On 22 October 2001, Proba was launched as a technology demonstrator within ESA’s General Support Technology Programme. Once in orbit, however, the small satellite’s unique capabilities and performance made it evident that it could make big contributions to science and so its nominal lifetime was extended to serve as an Earth Observation mission.
Although Proba (Project for On Board Autonomy) was originally built for a two-year mission, the superb performance of its platform has allowed it to remain fully functional and scientifically productive proving small satellites can be used both to test new technologies at low cost and to conduct space missions.
Measuring just 60 x 60 x 80 cm, Proba performs autonomous guidance, navigation, control, onboard scheduling and payload resources management. Its two imaging instruments – the Compact High Resolution Imaging Spectrometer (CHRIS) and the panchromatic High Resolution Camera (HRC) – have provided more than 10 000 images of more than 1 000 sites. Its two Earth environment intruments, Standard Radiation Environment Monitor (SREM) and Debris Evaluator (DEBIE) have also returned significant results.
Contributions to technology
The continued excellent performance of all the new technologies, for example the lithium-ion battery and autonomous navigation system, and the accuracy of the attitude control, which has been further improved during the life of the mission by in-flight software upgrades have provided the basis for the extended Earth Observation mission. Although some of the FDIR (Failure Detection, Isolation and Recovery) actions automatically switch over to redundant units to mitigate transitory radiation effects, none of the primary units have actually failed and the spacecraft remains operational on all primary systems at this time.

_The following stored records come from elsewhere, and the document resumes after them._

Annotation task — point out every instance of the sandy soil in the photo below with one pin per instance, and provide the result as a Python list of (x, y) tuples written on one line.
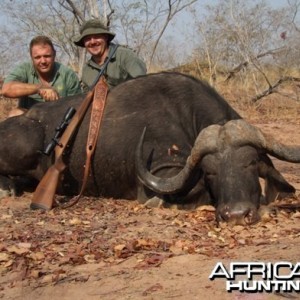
[(108, 249)]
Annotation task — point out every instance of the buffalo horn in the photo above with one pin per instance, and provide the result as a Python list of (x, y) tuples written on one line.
[(239, 132), (206, 142)]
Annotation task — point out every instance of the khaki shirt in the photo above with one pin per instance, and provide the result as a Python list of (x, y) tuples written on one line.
[(65, 82), (124, 65)]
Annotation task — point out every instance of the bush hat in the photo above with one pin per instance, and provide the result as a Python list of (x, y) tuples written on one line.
[(94, 26)]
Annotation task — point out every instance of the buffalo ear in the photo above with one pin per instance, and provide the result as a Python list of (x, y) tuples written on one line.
[(276, 187)]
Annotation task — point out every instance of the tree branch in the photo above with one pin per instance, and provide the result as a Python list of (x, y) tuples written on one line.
[(272, 88)]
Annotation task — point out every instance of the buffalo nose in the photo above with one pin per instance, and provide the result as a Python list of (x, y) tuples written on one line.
[(242, 215)]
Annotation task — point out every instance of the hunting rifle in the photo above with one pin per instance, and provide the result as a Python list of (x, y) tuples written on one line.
[(44, 194)]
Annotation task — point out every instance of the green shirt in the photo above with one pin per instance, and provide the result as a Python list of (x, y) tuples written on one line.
[(124, 65), (65, 82)]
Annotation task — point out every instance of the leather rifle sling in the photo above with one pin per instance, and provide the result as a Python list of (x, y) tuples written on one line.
[(100, 95)]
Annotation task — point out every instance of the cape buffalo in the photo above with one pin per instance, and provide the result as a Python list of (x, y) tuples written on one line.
[(196, 149)]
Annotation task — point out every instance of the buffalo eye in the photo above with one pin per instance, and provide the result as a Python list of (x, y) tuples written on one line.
[(251, 163)]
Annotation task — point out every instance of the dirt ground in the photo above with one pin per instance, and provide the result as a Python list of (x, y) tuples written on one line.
[(114, 249)]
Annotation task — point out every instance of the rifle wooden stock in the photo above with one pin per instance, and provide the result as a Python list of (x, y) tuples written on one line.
[(44, 194)]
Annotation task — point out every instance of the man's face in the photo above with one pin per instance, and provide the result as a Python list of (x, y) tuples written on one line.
[(43, 58), (96, 44)]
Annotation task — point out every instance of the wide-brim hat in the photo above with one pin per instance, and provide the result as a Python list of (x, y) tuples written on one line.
[(94, 26)]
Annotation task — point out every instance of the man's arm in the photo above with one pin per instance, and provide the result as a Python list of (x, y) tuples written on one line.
[(15, 89)]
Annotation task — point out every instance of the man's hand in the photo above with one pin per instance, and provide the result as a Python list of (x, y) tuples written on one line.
[(48, 93)]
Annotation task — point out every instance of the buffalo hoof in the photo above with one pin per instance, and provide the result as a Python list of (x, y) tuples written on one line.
[(241, 216), (154, 202)]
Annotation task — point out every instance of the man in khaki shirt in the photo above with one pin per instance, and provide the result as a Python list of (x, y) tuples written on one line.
[(124, 64)]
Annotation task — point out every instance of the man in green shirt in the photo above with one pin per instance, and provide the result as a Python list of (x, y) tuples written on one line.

“We are very satisfied with the mission performance and efforts of the ESA/industrial teams involved.”, said Frederic Teston, Proba Project Manager.
Contributions to science
Weighing just 14 kg, CHRIS is the smallest hyperspectral imager ever flown in space and can see down to a resolution of 17 metres and acquire up to five images at a time, at up to 62 spectral channels. CHRIS also exploits the platform agility to obtain views of the same area from several directions, which allows extraction of additional angular information. CHRIS data are used by ESA projects and in support of the International Charter for Space and Major Disasters – an agreement to make space resources available to civil protection agencies responding to natural disasters. CHRIS images are also being used by individual research teams for various scientific applications including:
- assessing the effects of different land use strategies on vegetation types in Central Nambia’s savannahs
- evaluating aerosol retrieval in Hong Kong
- identifying ancient Roman buildings
- helping map and measure alpine snow cover in the Swiss National Park
- monitoring waste landfill operations
- studying the role of woodland as sinks and sources of carbon dioxide.
Proba’s other imager, HRC, is a small-scale monochromatic camera, taking 25-km square images to a resolution of five metres. To date, CHRIS and HRC data support the research of 100 EO projects from nearly 30 countries worldwide.
The recent successes of small satellite missions signal that the sector has come to maturity in recent years, and the development of these low-cost satellites looks set to take on great importance. “The Proba user community has expressed hope that the spacecraft’s mission will last well beyond its five-year anniversary”, said Bianca Hoersch, ESA Third Party Mission manager.
Note to editors:
Proba is a micro-satellite developed by ESA's General Support Technology Programme (GSTP) and built by an industrial consortium led by the Belgian company Verhaert, launched from India on 22 October 2001 and operated from ESA's Redu Ground Station in Belgium. Its CHRIS instrument, funded by the British National Space Centre (BNSC), has been built by Sira Space Group in the UK now part of SSTL. Since 2004 it has been operating as an ESA Earth Observation Third Party Mission.